Understanding architectures for multi-region data residency

Key takeaways

The key to effective data residency lies in understanding customer motivations, often unrelated to GDPR, and aligning technical solutions with contractual promises. Engaging with various stakeholders helps uncover specific project requirements and tailor data residency to meet customer needs.
Establishing a clear "atom" as a fundamental unit for data within a region ensures a source of truth. Managing trust between regions involves cryptographic techniques and thorough threat models, with geopolitical factors playing a role.
Consistently performing the same actions, especially in multi-region scenarios, simplifies system management, enhances predictability, and reduces unforeseen issues. Minimizing complexity and avoiding unnecessary design forks contribute to a more reliable system.
Tailoring client routing strategies minimizes disruption during region transitions, ensuring flexibility and ease of adaptation. Subdomain-based routing, while effective, may inconvenience customers during region changes, necessitating the exploration of alternatives.
Recognizing the strengths and limitations of accelerators and true global databases is crucial for data residency success. Understanding challenges in active-active topologies and conflict resolution methods highlights the need for a nuanced approach beyond relying solely on database proxies.

• • •

The main focus of this article is the effective implementation of data residency strategies while ensuring a positive experience for all stakeholders. The central idea revolves around the necessity of placing data in locations beyond a single source. There are various motivations for adopting this approach, such as disaster recovery and geo-redundancy. The core concept is to distribute data, ensuring that specific sets are housed in distinct regions without any shared overlap – a practice referred to as data residency.
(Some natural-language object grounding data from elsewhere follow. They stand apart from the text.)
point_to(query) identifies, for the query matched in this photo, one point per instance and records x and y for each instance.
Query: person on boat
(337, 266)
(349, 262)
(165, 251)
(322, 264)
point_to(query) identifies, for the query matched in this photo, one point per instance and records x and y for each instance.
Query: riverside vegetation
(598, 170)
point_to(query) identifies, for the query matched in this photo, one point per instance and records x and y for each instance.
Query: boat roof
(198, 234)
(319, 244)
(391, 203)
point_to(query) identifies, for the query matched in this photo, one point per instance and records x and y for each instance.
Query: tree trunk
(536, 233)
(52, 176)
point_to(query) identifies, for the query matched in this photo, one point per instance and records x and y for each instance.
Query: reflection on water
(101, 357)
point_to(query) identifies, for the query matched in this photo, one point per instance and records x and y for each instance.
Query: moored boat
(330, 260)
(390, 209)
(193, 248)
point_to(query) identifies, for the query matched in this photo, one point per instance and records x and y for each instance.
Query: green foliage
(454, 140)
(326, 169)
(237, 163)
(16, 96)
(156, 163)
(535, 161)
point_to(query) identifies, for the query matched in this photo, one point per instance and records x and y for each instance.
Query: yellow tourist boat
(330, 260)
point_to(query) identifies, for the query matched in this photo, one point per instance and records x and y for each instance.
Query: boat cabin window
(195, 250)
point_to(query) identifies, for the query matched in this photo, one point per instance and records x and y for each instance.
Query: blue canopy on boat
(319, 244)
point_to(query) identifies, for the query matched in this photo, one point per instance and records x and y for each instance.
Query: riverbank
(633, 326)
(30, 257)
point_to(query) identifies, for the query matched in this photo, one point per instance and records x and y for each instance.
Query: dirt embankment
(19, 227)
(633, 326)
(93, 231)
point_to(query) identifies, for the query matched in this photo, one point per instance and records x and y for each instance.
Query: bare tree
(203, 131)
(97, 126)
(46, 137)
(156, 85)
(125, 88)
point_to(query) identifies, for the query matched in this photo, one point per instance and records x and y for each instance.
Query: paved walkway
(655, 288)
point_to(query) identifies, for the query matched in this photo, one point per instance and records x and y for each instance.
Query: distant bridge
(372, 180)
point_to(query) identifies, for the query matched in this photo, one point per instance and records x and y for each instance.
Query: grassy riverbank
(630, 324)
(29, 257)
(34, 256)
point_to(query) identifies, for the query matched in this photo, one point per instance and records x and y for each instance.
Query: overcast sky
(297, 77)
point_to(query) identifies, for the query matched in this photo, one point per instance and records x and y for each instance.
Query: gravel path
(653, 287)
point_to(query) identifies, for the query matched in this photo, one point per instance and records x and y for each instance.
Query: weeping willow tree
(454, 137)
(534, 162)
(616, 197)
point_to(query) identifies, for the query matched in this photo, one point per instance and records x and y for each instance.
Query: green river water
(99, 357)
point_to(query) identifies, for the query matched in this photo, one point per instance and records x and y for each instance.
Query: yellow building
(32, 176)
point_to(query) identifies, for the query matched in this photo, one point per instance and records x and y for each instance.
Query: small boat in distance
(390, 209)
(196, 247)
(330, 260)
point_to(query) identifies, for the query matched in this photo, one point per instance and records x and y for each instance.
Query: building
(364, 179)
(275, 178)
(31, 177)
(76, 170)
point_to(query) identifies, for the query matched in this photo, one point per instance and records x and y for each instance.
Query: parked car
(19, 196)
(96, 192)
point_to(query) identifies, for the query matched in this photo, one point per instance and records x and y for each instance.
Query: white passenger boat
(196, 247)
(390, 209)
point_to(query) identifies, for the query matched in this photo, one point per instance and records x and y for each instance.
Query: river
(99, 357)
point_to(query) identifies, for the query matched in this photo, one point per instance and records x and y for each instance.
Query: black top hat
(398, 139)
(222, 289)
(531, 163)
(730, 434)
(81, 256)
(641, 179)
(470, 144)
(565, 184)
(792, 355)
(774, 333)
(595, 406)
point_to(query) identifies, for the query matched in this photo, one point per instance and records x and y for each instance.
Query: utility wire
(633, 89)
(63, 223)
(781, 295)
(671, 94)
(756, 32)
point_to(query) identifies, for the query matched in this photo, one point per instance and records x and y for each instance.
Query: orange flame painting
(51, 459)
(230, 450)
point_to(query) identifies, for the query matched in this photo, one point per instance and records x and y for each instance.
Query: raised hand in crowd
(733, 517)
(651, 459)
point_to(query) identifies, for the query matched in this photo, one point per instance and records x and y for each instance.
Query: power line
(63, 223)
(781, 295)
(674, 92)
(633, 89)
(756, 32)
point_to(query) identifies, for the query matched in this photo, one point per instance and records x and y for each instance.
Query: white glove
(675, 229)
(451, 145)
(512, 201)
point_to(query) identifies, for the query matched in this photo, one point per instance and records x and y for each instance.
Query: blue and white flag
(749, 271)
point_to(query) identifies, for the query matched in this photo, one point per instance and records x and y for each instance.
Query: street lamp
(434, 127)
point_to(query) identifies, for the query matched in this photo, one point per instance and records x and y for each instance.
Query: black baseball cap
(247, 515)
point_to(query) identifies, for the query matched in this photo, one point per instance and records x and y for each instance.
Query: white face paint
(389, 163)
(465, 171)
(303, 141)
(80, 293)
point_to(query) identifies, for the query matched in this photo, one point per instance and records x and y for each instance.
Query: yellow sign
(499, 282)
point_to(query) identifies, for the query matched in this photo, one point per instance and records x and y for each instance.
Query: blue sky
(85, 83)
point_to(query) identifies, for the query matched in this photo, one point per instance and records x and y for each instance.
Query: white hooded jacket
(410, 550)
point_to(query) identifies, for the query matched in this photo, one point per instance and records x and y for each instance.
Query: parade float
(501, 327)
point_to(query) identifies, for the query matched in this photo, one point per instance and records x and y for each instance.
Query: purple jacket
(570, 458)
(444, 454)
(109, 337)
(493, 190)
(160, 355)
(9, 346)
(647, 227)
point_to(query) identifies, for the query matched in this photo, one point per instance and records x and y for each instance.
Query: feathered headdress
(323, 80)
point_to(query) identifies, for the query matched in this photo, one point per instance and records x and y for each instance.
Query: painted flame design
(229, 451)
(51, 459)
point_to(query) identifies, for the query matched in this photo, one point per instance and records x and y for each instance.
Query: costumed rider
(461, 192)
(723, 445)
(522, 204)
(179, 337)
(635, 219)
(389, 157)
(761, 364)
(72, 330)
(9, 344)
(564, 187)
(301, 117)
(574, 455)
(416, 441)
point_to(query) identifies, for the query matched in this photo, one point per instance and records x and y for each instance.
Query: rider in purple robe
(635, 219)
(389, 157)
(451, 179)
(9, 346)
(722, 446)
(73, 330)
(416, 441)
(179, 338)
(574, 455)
First principles: Know Your Customer (KYC)

The crucial initial step in implementing data residency is identifying the intended beneficiaries and motivations behind the decision. Contrary to common misconception, data residency is not a GDPR requirement. Instead, the driving force is often the specific needs and concerns of your customers. This involves delving into the reasons behind the request for data residency, which may vary widely.

Begin by deciphering who initiated the need for data residency and why. Contrary to popular belief, it might not be directly linked to GDPR compliance. Engage with various stakeholders, including sales, customers, and legal teams, to comprehend the specific project requirements. The goal is to align the technical implementation with contractual promises regarding data residency.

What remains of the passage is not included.